Let’s remember one thing: this opening ceremony of the Paris Games was talked about as a disaster that had been announced for at least a year. The first not to be held in a stadium, but in the emblematic places of the city, with a parade of athletes in boats on the Seine.
And what more beautiful setting than Paris, this open-air museum which, unlike London or Berlin, was spared from the bombings of the Second World War? As if Paris needed a postcard, when it is one of the most visited cities in the world.

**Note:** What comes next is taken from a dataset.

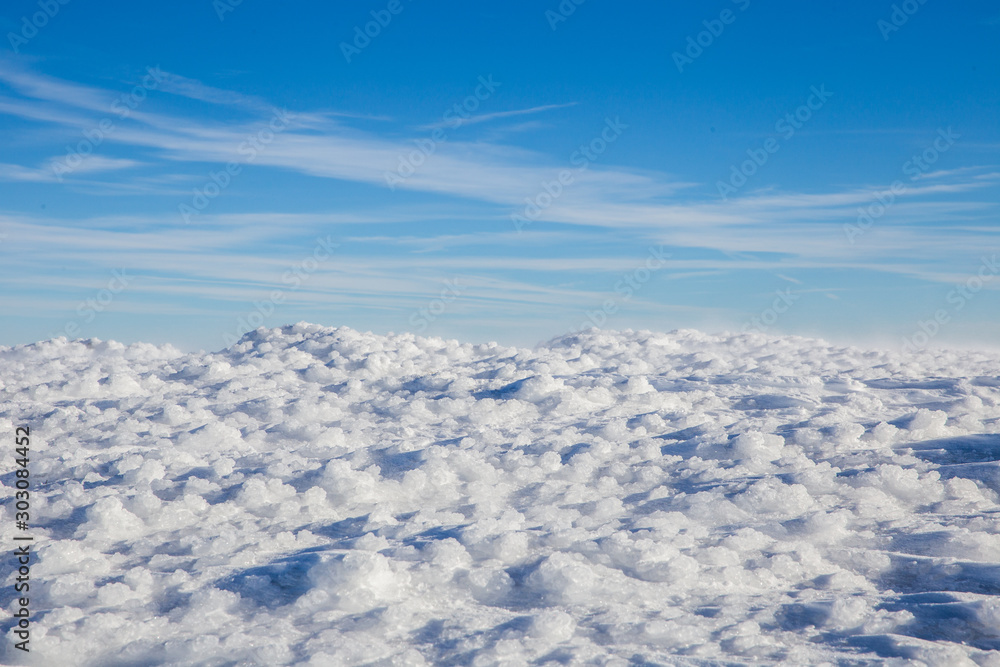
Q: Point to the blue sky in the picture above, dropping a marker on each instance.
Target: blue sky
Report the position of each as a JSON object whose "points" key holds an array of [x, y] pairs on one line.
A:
{"points": [[500, 171]]}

And yet, what beauty. That’s why we never tire of Paris, whose life is constantly renewed like a weed among the impressive monuments.
This extraordinary show, directed by Thomas Jolly, was not perfect, because the shows of the Olympic Games are always too long anyway. The logistics are crazy, the recording complicated, you have to be a bit of a masochist to accept such a contract. However, it made me want to see his version of Starmania which will soon be presented in Quebec.
I remember being impressed by the discipline and perfection of the Beijing Games opening ceremony, but the Paris opening ceremony really touched my heart, probably because I am French-speaking, I love the city and, of course, because Céline Dion, who unites not only the French-speaking world, but the entire planet.
I watched the ceremony on Radio-Canada, the only channel I could get in the countryside. Horrified by the four or five aggressive commercials that were inflicted on us at the crescendo moments of the show. I understand that the delegation of Radio-Canadian journalists on site has to be funded, but it is such a lack of respect for the public and the artisans that I simply cannot believe it. I was really afraid that the public service would scrappe the Celine moment towards the end.
Radio-Canada needs to take stock: they don’t treat viewers like that. Not to mention that the hosting by Martin Labrosse and Céline Galipeau will not be remembered, it was so bland.
Obviously, the usual reactionaries, with their starched vision of the Nation, see in this ceremony the decadence of France and, once again, the end of civilization. Because there were drags, threesomes, Philippe Katerine naked and Aya Nakamura swinging Aznavour in front of the French Academy. Some see it as an attack on the symbols of France, when they have just been magnified and updated, by reminding us that Paris is still a party to which everyone should be invited.
I admit I had a blast watching the metal band Gojira perform with guillotined aristocrats in the Conciergerie prison, where Marie-Antoinette was locked up before her torture. The Revolution is surely the most heavy of the history of France.
Also seeing the sun set over Paris, despite the rain that fogged the cameras, giving way to the appearance of the City of Light, justified the length of the show, to show that we never sleep there. Is Paris burning? No, it shines. Like Lady Gaga, like “voguing” on a bridge in the capital.
Whether we like it or not, Paris shone brightly in this opening ceremony that was doomed to failure in advance and that will be crucified for having only wanted to show the France of today.
“The earth can collapse, I don’t care if you love me, I don’t care about the whole world,” sang Celine, living up to the expectations she creates, as usual.
That’s how we like it, and that’s how we like France.